Exploits in Crafting

My resolution for blogging this year is to start using the categories function of the “New Blogger.” Today, I inaugurate the “Exploits in Crafting” tag.

There is an ancient craft for making impermeable fabric. For centuries, when people wanted a thick winter cloak that would protect them from the vagaries of the weather, they’d use felted wool (fluffed and matted raw fleece). Today, any crappy fabric/crafts store sells squares of polyester “felt” in a variety of colors, but this pales in comparison to real wool felt. (When Galadriel offers the parting gift of Friendship Cloaks to the nine members of the Fellowship of the Ring, that was real wool felt.) Many people have jumped on the felting wagon. (Really, what they’re doing is “fulling”—fluffing and matting already knitted fabric). On New Year’s Eve, I decided to give it a shot, myself.

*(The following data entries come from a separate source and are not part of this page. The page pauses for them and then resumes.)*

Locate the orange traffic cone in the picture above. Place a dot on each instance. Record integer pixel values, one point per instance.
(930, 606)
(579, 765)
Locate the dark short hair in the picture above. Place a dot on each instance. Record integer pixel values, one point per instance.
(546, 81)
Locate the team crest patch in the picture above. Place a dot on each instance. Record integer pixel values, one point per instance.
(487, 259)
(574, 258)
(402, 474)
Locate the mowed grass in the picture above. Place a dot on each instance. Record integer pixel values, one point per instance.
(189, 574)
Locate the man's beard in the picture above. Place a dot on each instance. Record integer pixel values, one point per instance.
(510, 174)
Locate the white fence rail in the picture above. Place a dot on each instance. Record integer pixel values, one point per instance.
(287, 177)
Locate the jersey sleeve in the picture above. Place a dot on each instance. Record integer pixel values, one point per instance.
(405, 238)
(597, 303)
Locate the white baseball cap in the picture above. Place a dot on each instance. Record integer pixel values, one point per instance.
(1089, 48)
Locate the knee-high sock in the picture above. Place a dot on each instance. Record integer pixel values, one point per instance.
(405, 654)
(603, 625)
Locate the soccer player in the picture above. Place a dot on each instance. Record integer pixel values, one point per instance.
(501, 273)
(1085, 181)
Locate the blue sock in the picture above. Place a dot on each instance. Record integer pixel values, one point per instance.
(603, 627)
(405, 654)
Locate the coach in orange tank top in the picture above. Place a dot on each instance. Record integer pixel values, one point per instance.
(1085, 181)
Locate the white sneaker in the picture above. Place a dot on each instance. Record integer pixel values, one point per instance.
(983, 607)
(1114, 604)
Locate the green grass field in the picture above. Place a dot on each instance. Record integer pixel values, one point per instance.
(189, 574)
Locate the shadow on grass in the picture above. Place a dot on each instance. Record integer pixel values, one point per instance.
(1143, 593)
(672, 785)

You need real wool to start. I had some wool left over from a gift project, so I knitted it into a shape:

Looks like a hat, don't you think?

Fulling involves agitating the natural wool fibers. This rubbing makes the individual fibers mesh and mat together, creating the thickened mass we call “felt.” Hot water helps, too. If you’ve ever put a wool sweater in an agitating washing machine, the resultant shrunken mass is felt (doesn’t make you feel better about ruining that $150 sweater, does it?).

Being the eco-friendly folks that we are, we don’t have a (water-hogging) top-loading agitating washer (the kind with the pole up the center that goes clockwise and counterclockwise, swishing the clothes clean), we have an (efficient) front-loading washer (the kind that goes around and around, swirling the clothes clean). So I needed to find an alternative method to felt my project.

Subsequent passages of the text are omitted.